Pepper's Ghost is an optical illusion technique named after English scientist John Henry Pepper, who popularized it during an 1862 Christmas Eve theatrical production of Charles Dickens' The Haunted Man and the Ghost's Bargain at the Regent Street theatre in London. The technique was actually invented by English engineer Henry Dircks in 1858, though it became known as Pepper's Ghost after Pepper implemented a working version in 1862. The illusory stage effect dates back to the 1500s when playwright Giambattista Della Porta described an apparatus allowing theater audiences to 'see in a Chamber things that are not,' and was later popularized for theatrical use by John Henry Pepper in the 1860s.

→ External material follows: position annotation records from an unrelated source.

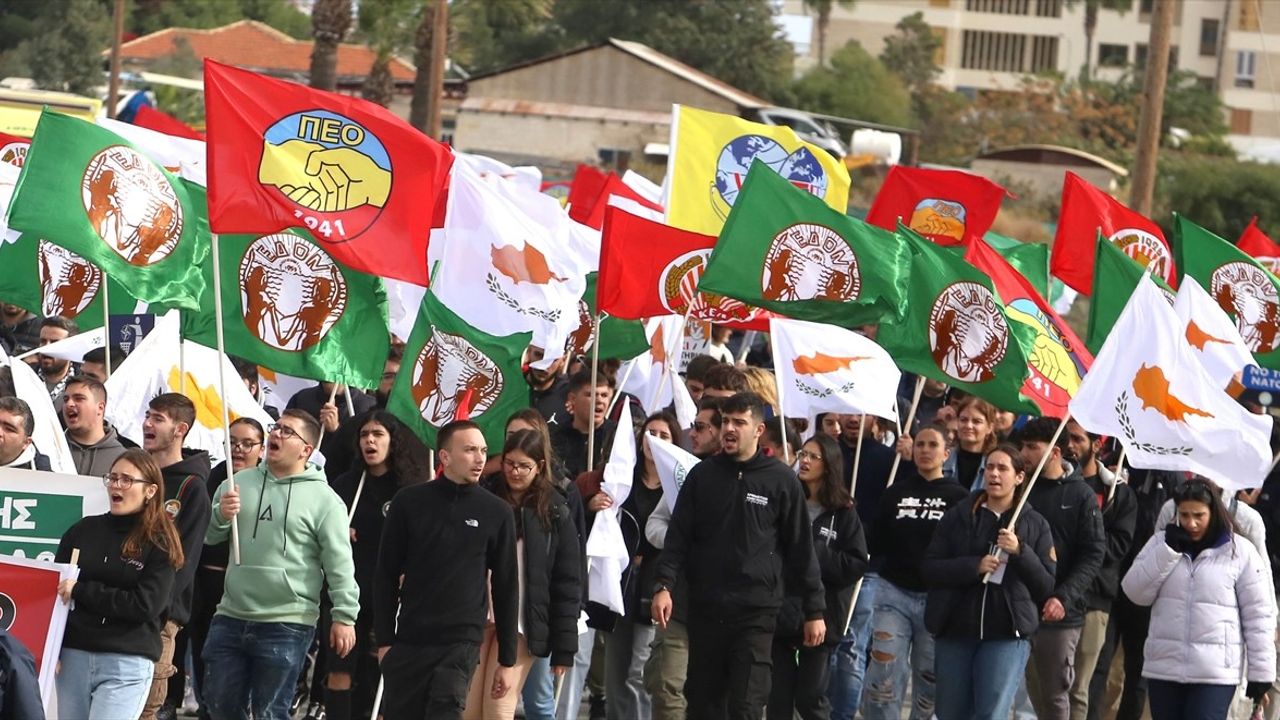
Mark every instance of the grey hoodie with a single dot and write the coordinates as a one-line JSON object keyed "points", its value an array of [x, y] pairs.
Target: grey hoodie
{"points": [[95, 460]]}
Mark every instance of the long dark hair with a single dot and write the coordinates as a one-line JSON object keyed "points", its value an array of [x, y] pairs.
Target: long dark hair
{"points": [[540, 490], [1201, 490], [155, 527], [831, 493], [401, 458]]}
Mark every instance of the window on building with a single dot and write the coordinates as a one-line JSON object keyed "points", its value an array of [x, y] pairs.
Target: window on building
{"points": [[1112, 55], [1208, 37], [1246, 67]]}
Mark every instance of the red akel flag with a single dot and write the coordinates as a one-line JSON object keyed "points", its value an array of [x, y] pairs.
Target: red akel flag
{"points": [[946, 206], [650, 269], [1256, 244], [362, 181], [1057, 360], [1087, 212]]}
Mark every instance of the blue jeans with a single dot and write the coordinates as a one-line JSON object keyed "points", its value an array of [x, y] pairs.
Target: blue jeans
{"points": [[981, 677], [103, 686], [849, 660], [252, 666], [901, 651], [539, 693]]}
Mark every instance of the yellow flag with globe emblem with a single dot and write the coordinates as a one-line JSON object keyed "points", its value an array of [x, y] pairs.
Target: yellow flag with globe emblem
{"points": [[711, 154]]}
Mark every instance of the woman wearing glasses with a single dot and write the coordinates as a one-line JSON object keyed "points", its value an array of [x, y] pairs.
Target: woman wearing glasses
{"points": [[799, 671], [548, 555], [127, 564]]}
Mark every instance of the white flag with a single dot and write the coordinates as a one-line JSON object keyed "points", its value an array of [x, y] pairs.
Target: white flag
{"points": [[152, 369], [1211, 333], [606, 550], [822, 368], [1147, 387], [673, 464]]}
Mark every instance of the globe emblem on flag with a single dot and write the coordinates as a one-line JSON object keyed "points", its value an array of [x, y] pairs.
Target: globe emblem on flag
{"points": [[448, 372], [329, 169], [968, 332], [938, 218], [68, 283], [14, 154], [810, 261], [800, 168], [677, 287], [292, 292], [131, 205], [1146, 249], [1248, 295]]}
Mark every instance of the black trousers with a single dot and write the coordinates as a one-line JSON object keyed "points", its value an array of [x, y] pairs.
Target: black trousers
{"points": [[428, 682], [728, 668], [799, 680]]}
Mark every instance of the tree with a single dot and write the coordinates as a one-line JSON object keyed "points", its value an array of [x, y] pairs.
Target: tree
{"points": [[822, 9], [330, 19], [855, 86], [909, 54]]}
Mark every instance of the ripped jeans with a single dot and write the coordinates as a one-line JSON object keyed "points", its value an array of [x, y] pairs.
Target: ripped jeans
{"points": [[901, 650]]}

The original Pepper's Ghost optical illusion involves placing a large piece of glass at an angle between a brightly lit 'stage' room into which viewers look straight ahead and a hidden room that is kept dark and holds a 'ghostly' scene. When the lights in the hidden room are slightly raised to illuminate the scene and the lights in the stage room are slightly dimmed, the apparition appears to the audience. When light from a bright object reaches the transparent material, a portion of the light will reflect—for typical plastic, glass, or acrylic, this will be about a 4% reflection. To recreate this at home with a phone and window as described in the video: Set up your camera in front of the desired background, position your ghost to one side of the camera (which can be a person in a costume, an image on a computer monitor, or just a picture), hold up plexiglass in front of the lens at a 45 degree angle to both the camera and the ghost, and the camera will see a faint reflection of the ghost. To avoid unwanted reflections, you can either set up your ghost in front of a black backdrop or put the ghost in a dark room and use a flashlight or lamp to light up just the ghost.

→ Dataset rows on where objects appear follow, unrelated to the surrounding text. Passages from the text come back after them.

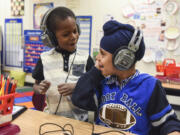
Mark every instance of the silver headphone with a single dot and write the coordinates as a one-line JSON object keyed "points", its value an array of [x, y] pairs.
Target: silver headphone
{"points": [[124, 57], [48, 37]]}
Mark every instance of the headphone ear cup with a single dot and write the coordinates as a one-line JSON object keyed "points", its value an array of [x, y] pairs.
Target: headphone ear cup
{"points": [[123, 58]]}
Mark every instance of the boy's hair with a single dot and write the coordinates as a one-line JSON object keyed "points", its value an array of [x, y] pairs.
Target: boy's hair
{"points": [[58, 14]]}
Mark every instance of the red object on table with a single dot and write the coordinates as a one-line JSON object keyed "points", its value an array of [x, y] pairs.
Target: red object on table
{"points": [[10, 129]]}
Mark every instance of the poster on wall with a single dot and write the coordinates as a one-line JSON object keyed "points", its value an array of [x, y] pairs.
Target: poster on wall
{"points": [[17, 7], [13, 42], [39, 10], [84, 42]]}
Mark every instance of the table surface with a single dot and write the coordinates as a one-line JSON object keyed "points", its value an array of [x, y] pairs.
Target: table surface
{"points": [[30, 121]]}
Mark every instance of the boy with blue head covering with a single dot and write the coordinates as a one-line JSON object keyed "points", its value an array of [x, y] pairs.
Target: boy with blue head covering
{"points": [[125, 98]]}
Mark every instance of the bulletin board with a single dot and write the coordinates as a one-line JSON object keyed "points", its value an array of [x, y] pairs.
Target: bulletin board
{"points": [[13, 42], [84, 42], [158, 19], [33, 47]]}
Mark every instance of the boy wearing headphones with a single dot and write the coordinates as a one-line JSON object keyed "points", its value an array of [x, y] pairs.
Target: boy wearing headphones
{"points": [[125, 99], [58, 69]]}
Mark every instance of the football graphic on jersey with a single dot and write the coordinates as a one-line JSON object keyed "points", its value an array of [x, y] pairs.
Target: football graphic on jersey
{"points": [[116, 116]]}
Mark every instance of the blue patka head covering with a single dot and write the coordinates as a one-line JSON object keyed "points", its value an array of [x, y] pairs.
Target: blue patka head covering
{"points": [[117, 35]]}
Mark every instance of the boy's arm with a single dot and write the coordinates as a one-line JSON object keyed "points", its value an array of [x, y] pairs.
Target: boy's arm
{"points": [[162, 116], [83, 94]]}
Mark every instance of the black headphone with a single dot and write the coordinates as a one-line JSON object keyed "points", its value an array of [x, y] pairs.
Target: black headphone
{"points": [[48, 37], [124, 57]]}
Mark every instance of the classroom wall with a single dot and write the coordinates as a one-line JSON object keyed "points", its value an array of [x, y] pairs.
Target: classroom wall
{"points": [[98, 9]]}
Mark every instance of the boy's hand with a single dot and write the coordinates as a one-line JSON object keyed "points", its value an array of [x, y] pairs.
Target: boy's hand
{"points": [[66, 88], [43, 86]]}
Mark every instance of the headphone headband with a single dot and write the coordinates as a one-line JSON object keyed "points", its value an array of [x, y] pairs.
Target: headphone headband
{"points": [[43, 26]]}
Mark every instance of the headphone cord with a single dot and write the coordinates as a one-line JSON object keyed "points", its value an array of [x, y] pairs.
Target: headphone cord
{"points": [[65, 82]]}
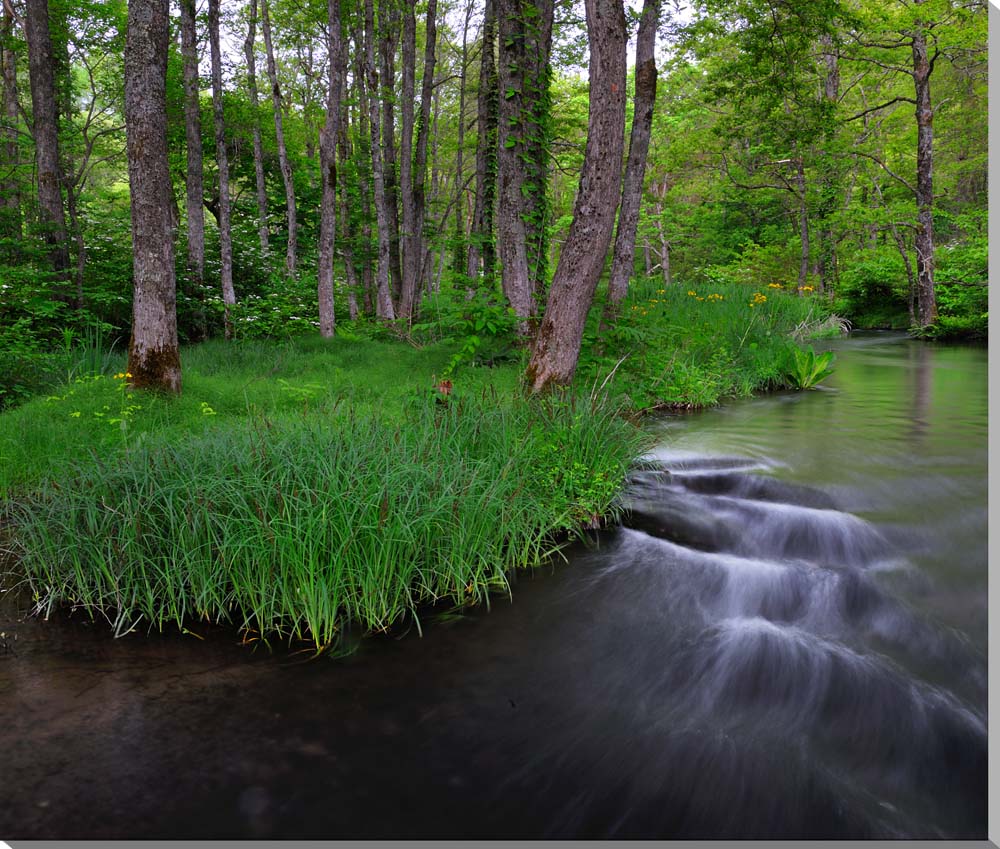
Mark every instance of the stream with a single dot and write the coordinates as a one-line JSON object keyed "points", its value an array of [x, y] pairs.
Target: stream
{"points": [[787, 639]]}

In Disney's Haunted Mansion, guests travel along an elevated mezzanine, looking through a 30-foot (9.1 m)-tall pane of glass into an empty ballroom, while animatronic ghosts move in hidden black rooms beneath and above the mezzanine. The objects you see in the ballroom are really there, like the table, the organ, and the chandelier, but the animatronics are not actually in the ballroom—instead, there are animatronics in the spaces above and below your buggy where you can't see them, and hidden lights shine directly onto the animatronics so that they reflect on the glass wall. The Haunted Mansion at Disneyland officially opened on August 9, 1969. Beginning in 1958, Imagineers Rolly Crump and 'Illusioneer' Yale Gracey were given the task of creating the numerous special effects for the Haunted Mansion, and many of the effects they developed were inspired by some of the illusions created by 19th century magicians including the famous 'Peppers Ghost' effect.

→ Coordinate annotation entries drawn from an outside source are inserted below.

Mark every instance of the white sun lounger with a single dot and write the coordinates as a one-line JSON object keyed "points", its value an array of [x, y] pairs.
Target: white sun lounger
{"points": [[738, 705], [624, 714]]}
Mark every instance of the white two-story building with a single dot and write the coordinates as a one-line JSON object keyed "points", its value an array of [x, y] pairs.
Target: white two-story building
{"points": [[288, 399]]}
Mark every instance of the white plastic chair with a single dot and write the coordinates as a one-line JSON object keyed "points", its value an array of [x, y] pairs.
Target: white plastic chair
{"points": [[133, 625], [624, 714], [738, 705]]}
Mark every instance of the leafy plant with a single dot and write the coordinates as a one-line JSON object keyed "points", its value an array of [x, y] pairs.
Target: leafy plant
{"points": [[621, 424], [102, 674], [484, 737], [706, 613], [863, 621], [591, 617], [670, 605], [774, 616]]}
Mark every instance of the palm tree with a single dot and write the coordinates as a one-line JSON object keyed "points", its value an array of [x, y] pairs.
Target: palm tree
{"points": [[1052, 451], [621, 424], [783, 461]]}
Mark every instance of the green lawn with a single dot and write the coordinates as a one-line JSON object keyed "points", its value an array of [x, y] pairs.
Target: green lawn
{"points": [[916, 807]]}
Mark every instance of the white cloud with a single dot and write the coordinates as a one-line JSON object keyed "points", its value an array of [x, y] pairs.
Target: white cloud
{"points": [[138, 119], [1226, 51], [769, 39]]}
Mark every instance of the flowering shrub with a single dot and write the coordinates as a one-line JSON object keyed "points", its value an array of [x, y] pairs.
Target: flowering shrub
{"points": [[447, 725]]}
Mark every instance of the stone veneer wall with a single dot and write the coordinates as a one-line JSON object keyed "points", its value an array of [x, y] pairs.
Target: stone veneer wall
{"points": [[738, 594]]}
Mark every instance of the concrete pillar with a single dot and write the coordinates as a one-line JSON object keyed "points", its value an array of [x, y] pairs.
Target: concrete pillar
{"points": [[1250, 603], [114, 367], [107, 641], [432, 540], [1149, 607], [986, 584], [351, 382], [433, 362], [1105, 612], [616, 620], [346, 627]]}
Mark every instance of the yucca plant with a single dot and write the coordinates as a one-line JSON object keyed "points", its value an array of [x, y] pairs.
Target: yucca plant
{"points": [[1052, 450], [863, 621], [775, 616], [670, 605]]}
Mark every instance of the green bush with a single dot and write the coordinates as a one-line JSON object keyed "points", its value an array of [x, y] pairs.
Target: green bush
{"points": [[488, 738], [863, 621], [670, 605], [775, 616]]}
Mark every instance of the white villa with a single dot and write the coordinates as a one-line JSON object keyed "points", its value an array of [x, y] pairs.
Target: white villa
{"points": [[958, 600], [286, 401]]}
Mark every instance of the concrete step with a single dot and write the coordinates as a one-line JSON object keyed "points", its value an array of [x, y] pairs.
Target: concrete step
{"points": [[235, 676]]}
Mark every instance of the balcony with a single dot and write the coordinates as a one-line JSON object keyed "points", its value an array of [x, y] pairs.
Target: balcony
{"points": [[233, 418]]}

For DIY implementations, multiple approaches exist: You can use a letter-sized transparency film sheet (like the ones used for overhead projectors) and a globe display case that fits over your smartphone or tablet—fold the circular film sheet and insert it into the globe, trim as needed until the sheet rests in the globe at a 45-degree angle, then find a video of an object against a black background and place the globe on top of it. Anything black in a Pepper's Ghost illusion becomes transparent, so the focus of the video will appear to float. The effect is highly scalable and requires minimal investment—transparency sheets, clear plastic containers, or even smartphone screens can serve as the reflective surface. Modern variations use high-performance projectors, scrim fabric instead of glass, and animation software, but the core principle remains unchanged from the 1860s.
The famous Haunted Mansion ghost effect uses Pepper's Ghost, a 500-year-old optical illusion you can recreate with a phone, window, and black paper for less than a dollar.